Freya Van den Bossche a rappelé les critiques qui avaient déjà été émises sur cet arrêté royal "qui vient d'ailleurs d'être adapté sur deux points. On a prolongé les délais pour l'analyse des risques et pour les travaux de modernisation et on a mis en place une nouvelle procédure d'analyse des risques en tenant compte non seulement de la gravité, de la fréquence mais aussi du coût, excepté pour les vieux ascenseurs de valeur historique , a indiqué la ministre . Dès lors, le prix des travaux à effectuer diminuera de façon appréciable et étant donné la prolongation du délai, beaucoup de propriétaires pourront bénéficier de cette diminution", a-t-elle ajouté, soulignant que le Syndicat national des propriétaires avait marqué son accord sur ces nouvelles mesures. La sécurité étant un objectif important, elle a conclu vouloir maintenir l'arrêté royal.

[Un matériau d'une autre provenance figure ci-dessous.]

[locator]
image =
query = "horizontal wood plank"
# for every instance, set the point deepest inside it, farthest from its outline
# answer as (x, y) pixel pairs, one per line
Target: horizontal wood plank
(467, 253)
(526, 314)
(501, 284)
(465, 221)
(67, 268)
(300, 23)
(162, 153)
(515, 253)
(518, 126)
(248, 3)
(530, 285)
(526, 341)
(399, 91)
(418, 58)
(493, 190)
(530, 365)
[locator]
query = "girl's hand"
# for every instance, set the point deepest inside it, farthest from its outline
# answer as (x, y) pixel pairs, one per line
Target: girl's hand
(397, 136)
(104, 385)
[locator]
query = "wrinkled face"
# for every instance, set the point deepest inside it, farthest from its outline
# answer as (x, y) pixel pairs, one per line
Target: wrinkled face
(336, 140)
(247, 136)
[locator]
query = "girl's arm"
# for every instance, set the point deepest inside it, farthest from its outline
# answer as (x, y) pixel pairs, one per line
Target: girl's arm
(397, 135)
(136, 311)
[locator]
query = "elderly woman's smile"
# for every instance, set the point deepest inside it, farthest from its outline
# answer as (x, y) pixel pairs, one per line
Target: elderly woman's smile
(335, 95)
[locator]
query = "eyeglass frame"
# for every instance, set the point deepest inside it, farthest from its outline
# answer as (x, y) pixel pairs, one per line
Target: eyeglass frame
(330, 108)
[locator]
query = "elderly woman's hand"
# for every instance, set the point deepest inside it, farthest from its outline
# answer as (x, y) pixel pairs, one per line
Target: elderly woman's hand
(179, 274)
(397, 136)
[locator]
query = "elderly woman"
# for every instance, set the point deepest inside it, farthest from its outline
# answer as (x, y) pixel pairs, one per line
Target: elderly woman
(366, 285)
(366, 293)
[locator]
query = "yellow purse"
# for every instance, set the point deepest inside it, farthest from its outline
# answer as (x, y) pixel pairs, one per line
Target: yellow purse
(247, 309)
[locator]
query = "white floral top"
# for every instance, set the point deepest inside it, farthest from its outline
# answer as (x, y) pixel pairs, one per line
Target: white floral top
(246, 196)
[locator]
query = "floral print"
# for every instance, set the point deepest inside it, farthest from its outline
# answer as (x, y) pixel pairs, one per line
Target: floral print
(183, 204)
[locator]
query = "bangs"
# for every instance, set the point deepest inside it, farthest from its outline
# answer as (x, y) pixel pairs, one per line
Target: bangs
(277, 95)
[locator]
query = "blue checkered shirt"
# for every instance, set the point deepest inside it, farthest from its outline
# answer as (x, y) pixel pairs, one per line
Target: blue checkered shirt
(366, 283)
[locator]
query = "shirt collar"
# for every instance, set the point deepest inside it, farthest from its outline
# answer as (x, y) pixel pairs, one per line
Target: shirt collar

Pour Ecolo, ce faisant, la ministre "refuse de protéger les consommateurs". Et de préciser dans son communiqué " qu'i l s'agit là d'une vision tronquée et idéologique d'une réalité infiniment plus complexe. Qu'on soit locataire ou propriétaire, il suffit d'habiter un immeuble avec ascenseur pour être pénalisé" . Estimant que ceux-ci "n'ont pas vocation à alimenter indûment les caisses du cartel ascensoriste", Ecolo s'adressera à la Commission européenne pour qu'elle revienne sur sa propre recommandation et portera l'affaire devant le Parlement européen.